Des commentaires populistes visant « à gagner l’appui du grand public au Royaume-Uni », où les tories sont présentement en chute libre, suggère Christina Clark-Kazak, experte en migrations à l’Université d’Ottawa.

Une détresse incommensurable

Depuis le début de l’année, environ 45 000 migrants sont ainsi arrivés sur les côtes anglaises, contre 28 526 en 2021. Et quatre migrants, dont un adolescent, ont perdu la vie en tentant la traversée le 14 décembre, un peu plus d’un an après la mort de 27 personnes.

La pression est indiscutablement énorme pour le Royaume-Uni, où le système d’asile est débordé. Mais cela ne justifie pas pour autant l’adoption d’un tel projet, estiment les associations humanitaires, qui voient ce plan d’expulsion comme « immoral » et « cruel ».
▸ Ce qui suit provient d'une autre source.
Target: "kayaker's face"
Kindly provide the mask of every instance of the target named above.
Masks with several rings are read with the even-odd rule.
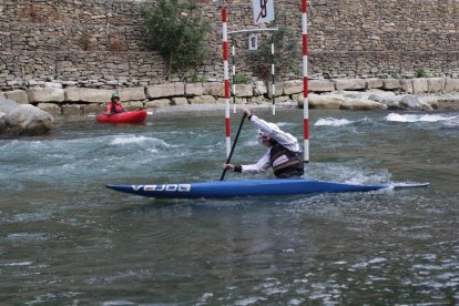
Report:
[[[264,146],[266,146],[266,147],[271,147],[273,144],[271,143],[271,140],[269,139],[267,139],[267,140],[262,140],[262,143],[263,143],[263,145]]]

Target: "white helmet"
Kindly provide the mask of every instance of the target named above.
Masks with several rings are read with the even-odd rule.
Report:
[[[274,124],[274,123],[267,123],[267,125],[269,126],[269,130],[278,130],[279,128],[276,125],[276,124]],[[262,130],[258,130],[258,139],[259,140],[268,140],[268,139],[271,139],[267,134],[266,134],[266,132],[263,132]]]

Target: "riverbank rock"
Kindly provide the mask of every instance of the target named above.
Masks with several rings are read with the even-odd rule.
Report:
[[[30,104],[0,100],[0,133],[8,135],[42,135],[53,125],[51,114]]]

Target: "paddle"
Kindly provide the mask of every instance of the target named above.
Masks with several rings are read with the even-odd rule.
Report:
[[[233,146],[231,147],[231,151],[230,151],[230,156],[226,159],[226,164],[228,164],[228,163],[230,163],[230,161],[231,161],[231,156],[233,156],[234,147],[236,146],[236,142],[237,142],[237,139],[239,137],[239,134],[241,134],[241,129],[242,129],[242,126],[244,125],[244,120],[245,120],[245,118],[246,118],[246,116],[247,116],[247,114],[246,114],[246,113],[244,113],[243,119],[241,120],[241,123],[239,123],[239,129],[237,129],[236,136],[234,137]],[[223,170],[223,173],[222,173],[222,176],[220,177],[220,181],[225,180],[225,174],[226,174],[226,171],[227,171],[227,170],[228,170],[227,167],[225,167],[225,169]]]

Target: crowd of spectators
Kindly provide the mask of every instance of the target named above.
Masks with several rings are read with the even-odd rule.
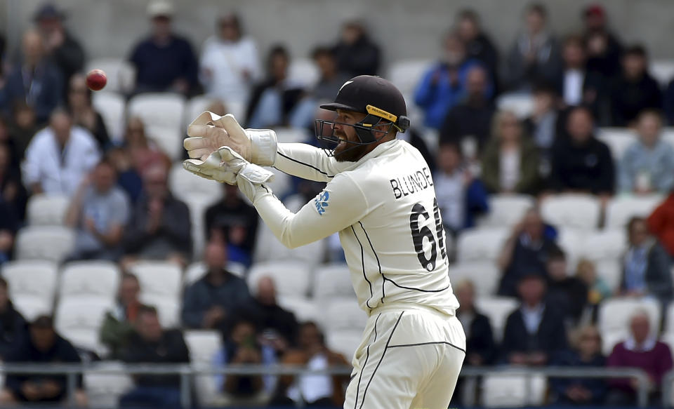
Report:
[[[227,104],[245,107],[240,119],[251,128],[309,130],[317,105],[333,98],[345,81],[383,74],[385,47],[362,22],[345,22],[333,43],[313,50],[319,78],[308,88],[289,75],[286,46],[272,46],[260,61],[254,27],[245,27],[235,14],[218,17],[214,34],[199,49],[174,31],[180,16],[170,3],[150,2],[147,18],[150,34],[128,55],[136,76],[126,96],[205,94],[218,101],[211,109],[219,114]],[[674,81],[661,88],[648,72],[647,50],[623,44],[609,29],[602,7],[583,11],[581,32],[554,33],[550,18],[542,5],[528,6],[511,46],[498,50],[475,12],[458,13],[443,36],[442,55],[407,95],[423,123],[402,138],[433,170],[438,206],[455,239],[489,213],[494,194],[527,194],[542,203],[556,194],[589,194],[602,211],[616,194],[668,195],[649,217],[634,217],[627,226],[615,291],[591,261],[571,265],[558,239],[562,226],[548,224],[538,208],[527,211],[497,260],[496,294],[521,302],[508,316],[502,340],[476,306],[475,285],[454,285],[468,340],[466,365],[634,366],[649,374],[654,398],[672,357],[645,313],[630,317],[630,335],[608,356],[593,324],[597,306],[611,297],[652,297],[663,306],[674,297],[674,147],[662,138],[663,128],[674,125]],[[279,304],[271,278],[261,278],[249,291],[246,280],[228,269],[231,262],[251,267],[258,235],[257,214],[236,187],[223,185],[222,199],[201,215],[206,245],[203,254],[197,252],[190,208],[171,191],[168,156],[138,117],[128,118],[121,142],[113,142],[82,75],[86,44],[70,33],[67,21],[53,4],[40,6],[34,27],[23,34],[20,55],[0,55],[8,67],[0,71],[0,264],[13,259],[29,199],[67,196],[65,224],[76,232],[67,260],[110,260],[123,271],[117,303],[103,320],[100,340],[109,355],[101,358],[189,362],[181,328],[190,328],[222,334],[213,357],[218,366],[347,364],[350,357],[329,349],[317,324],[298,322]],[[531,114],[498,109],[497,98],[506,94],[530,95]],[[616,158],[597,138],[600,126],[631,127],[637,138]],[[419,136],[429,130],[437,131],[437,145]],[[289,206],[297,208],[317,191],[297,182],[284,193]],[[449,250],[454,260],[456,248]],[[204,274],[183,295],[181,328],[162,328],[157,311],[140,300],[131,267],[148,260],[181,267],[203,260]],[[50,316],[27,323],[0,279],[4,361],[79,362],[75,347],[55,331]],[[134,380],[122,405],[179,405],[178,378]],[[240,401],[265,396],[277,405],[338,405],[345,384],[328,375],[227,376],[216,382],[220,391]],[[81,380],[77,382],[77,402],[84,405]],[[62,377],[8,376],[0,403],[60,401],[65,388]],[[635,398],[634,382],[623,380],[553,379],[550,390],[551,401],[560,403],[618,405]],[[456,394],[457,399],[464,396]]]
« Les réfugiés qui ont subi les horreurs de la guerre, de la torture et de la persécution seront désormais confrontés à l’immense traumatisme de l’expulsion et à un avenir inconnu. Cela leur causera une peur, une angoisse et une détresse incommensurables », a notamment déclaré l’organisme Care4Calais, l’une des organisations responsables du recours judiciaire auprès de la CEDH en juin.

Un avis partagé par le politologue François Gemenne, spécialiste des migrations à l’Université de Liège : « Si le Royaume-Uni procède à cela, je pense qu’il devrait logiquement se retirer de la Convention de Genève [sur le droit humanitaire] », car cette décision « remet violemment en cause le droit d’asile », tranche-t-il.

Un modèle qui pourrait se répéter

Cette décision pourrait en outre faire des petits, s’inquiète Christina Clark-Kazak. « Elle offre un modèle que d’autres pays pourraient être tentés de suivre », dit-elle. Le Danemark a déjà exprimé son désir d’appliquer une politique semblable, mais reste cependant soumis aux lois de l’Union européenne et de la Cour européenne de justice.

Mme Clark-Kazak doute cependant que le Royaume-Uni mène ces expulsions à grande échelle et croit que les opérations resteront limitées et exécutées à titre exemplaire.

« C’est très coûteux et très compliqué de mettre tout cela en application, dit-elle. À mon avis, il faut le voir comme une stratégie politique et non comme une stratégie vraiment pratique pour gérer l’immigration [illégale] au Royaume-Uni. Ils vont s’en servir pour passer leur message. »

Des organisations caritatives ont déclaré lundi qu’elles examineraient attentivement le jugement de la Haute Cour de Londres pour voir si elles interjetteraient appel.